Random Function Descent
Felix Benning, Leif Döring
TL;DR
The paper reframes optimization from a worst-case convex paradigm to a random-function framework, introducing Random Function Descent (RFD) via a stochastic Taylor approximation and arguing for scalability to high dimensions through a cost of $O(nd)$ per iteration with scale invariance.RFD updates are derived as $W_{n+1} = \Phi_{\mathbb{P}_{\mathbf{J}}}(W_n, \mathbf{J}(W_n), \nabla\mathbf{J}(W_n))$, which for isotropic Gaussian priors reduces to a gradient-direction step with a data-dependent step size $\eta^*(\Theta)$; this connects to gradient descent while incorporating a posterior-based trust term.Key contributions include a theoretical viability result under common covariance models, a practical covariance-estimation pipeline for mini-batch losses, and an MNIST case study showing competitive performance with minimal tuning; the work also clarifies how gradient clipping and warmup heuristics emerge from the RFD framework.Limitations center on Gaussian/isotropy assumptions and simple covariance models, with extensions proposed to non-stationary isotropy, geometric anisotropy, BLUE-based estimation, and online covariance updates to broaden applicability.
Abstract
Classical worst-case optimization theory neither explains the success of optimization in machine learning, nor does it help with step size selection.
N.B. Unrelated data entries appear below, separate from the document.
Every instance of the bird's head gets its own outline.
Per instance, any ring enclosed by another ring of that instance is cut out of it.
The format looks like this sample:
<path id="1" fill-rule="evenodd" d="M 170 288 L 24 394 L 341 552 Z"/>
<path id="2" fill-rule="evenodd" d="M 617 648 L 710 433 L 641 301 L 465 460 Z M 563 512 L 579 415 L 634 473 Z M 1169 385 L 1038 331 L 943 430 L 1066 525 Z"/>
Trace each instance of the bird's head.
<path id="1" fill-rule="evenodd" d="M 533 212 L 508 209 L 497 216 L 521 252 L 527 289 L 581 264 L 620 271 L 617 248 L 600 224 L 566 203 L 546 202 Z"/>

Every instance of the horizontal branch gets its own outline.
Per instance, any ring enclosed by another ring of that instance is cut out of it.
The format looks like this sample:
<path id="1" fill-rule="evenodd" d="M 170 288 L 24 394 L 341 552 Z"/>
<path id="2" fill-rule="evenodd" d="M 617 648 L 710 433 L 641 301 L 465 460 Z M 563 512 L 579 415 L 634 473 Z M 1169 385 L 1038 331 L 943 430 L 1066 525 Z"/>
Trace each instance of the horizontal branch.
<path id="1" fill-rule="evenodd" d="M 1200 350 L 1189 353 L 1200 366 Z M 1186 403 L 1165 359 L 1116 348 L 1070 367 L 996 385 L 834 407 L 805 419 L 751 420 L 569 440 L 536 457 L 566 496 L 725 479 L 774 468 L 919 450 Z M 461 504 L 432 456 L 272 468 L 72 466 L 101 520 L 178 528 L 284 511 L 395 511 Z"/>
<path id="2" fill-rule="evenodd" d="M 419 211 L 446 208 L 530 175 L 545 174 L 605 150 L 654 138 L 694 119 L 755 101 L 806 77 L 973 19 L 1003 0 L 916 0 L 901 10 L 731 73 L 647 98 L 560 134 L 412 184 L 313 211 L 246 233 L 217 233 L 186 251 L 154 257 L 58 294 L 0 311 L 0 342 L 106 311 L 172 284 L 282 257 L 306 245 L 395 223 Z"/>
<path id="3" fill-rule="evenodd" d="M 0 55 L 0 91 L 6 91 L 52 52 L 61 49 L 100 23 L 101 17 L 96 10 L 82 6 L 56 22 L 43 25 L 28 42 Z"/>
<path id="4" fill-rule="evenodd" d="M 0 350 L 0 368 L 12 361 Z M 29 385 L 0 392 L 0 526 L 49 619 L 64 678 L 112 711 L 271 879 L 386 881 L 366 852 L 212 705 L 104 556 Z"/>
In this paper we demonstrate the viability and advantages of replacing the classical 'convex function' framework with a 'random function' framework. With complexity $\mathcal{O}(n^3d^3)$, where $n$ is the number of steps and $d$ the number of dimensions, Bayesian optimization with gradients has not been viable in large dimension so far. By bridging the gap between Bayesian optimization (i.e. random function optimization theory) and classical optimization we establish viability. Specifically, we use a 'stochastic Taylor approximation' to rediscover gradient descent, which is scalable in high dimension due to $\mathcal{O}(nd)$ complexity. This rediscovery yields a specific step size schedule we call Random Function Descent (RFD). The advantage of this random function framework is that RFD is scale invariant and that it provides a theoretical foundation for common step size heuristics such as gradient clipping and gradual learning rate warmup.